In 2010 deed Louis Tobback, toenmalig burgemeester van Leuven, als reactie op archeologische opgravingen in het centrum van Leuven volgende notoire uitspraak: ‘Ik hoop dat ze de handtas van ons grootmoeder vinden, dan is het allemaal nog ergens goed voor.'  

Archeologie is duur, traag en vaak ongewenst voor zij die er mee te maken krijgen. Daarbovenop komt ook nog eens dat sinds 2016 de Vlaamse verheid projectontwikkelaars verplicht om een archeologische screening te laten uitvoeren op hun terreinen alvorens zij van start gaan met hun projecten. Met een beetje pech wordt er belangrijk archeologisch erfgoed aangetroffen bij een positieve screening en heb je een dure en tijdrovende opgraving aan je been. 

Archeologisch onderzoek is verplicht. Maar nog beter: de overheid schuift daarbovenop nog eens de kosten van het archeologisch onderzoek af op de projectontwikkelaars. In 2019 kreeg ongeveer 5% van de projectontwikkelaars, die een projectvergunning indienden, te maken met dit verplicht archeologisch onderzoek. Deze 5% van de projectontwikkelaars betaalde in 2019 in totaal 11,3 miljoen euro aan archeologische screenings.

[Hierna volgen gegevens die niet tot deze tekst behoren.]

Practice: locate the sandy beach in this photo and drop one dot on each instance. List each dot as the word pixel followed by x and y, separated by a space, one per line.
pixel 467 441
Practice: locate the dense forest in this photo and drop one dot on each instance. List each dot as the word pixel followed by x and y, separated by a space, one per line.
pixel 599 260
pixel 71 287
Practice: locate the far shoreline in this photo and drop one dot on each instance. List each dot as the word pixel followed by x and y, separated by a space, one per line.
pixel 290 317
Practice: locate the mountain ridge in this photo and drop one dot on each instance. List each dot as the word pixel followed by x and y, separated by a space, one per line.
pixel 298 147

De kosten van een mogelijke opgraving na een positieve screening vallen ook nog eens op de projectontwikkelaars. Gegevens over deze kosten van opgravingen zijn nog niet beschikbaar voor 2019. Afhankelijk van situatie kan de prijs voor dergelijke opgravingswerken oplopen van duizenden euro’s tot 13 miljoen euro voor het grootste archeologisch onderzoek tot nu toe op een terrein in Vlaanderen.

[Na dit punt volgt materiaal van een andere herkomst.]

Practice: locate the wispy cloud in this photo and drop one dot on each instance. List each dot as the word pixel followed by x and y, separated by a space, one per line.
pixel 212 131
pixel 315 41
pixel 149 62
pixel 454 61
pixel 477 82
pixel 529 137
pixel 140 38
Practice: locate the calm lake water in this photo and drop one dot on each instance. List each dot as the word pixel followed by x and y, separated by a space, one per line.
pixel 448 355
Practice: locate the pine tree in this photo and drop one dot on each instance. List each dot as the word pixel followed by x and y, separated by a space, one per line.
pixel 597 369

De overheid daarentegen besteedde in 2019 1,1 miljoen euro aan archeologie. Hiervan ging een dikke 100.000 euro naar subsidies voor projectontwikkelaars die met archeologie te maken kregen en het overige klein miljoen ging naar naar onderzoeksgeld voor archeologen.

Een wetgeving die bij veel betrokken actoren voor frustraties gezorgd heeft. De projectontwikkelaars zijn ontevreden. Zij hebben niet om de archeologisch werken gevraagd en willen er al zeker niet voor betalen. Vanuit de archeologen is er daarnaast grote frustratie dat archeologie, een wetenschappelijke discipline, gecommercialiseerd werd door de overheid.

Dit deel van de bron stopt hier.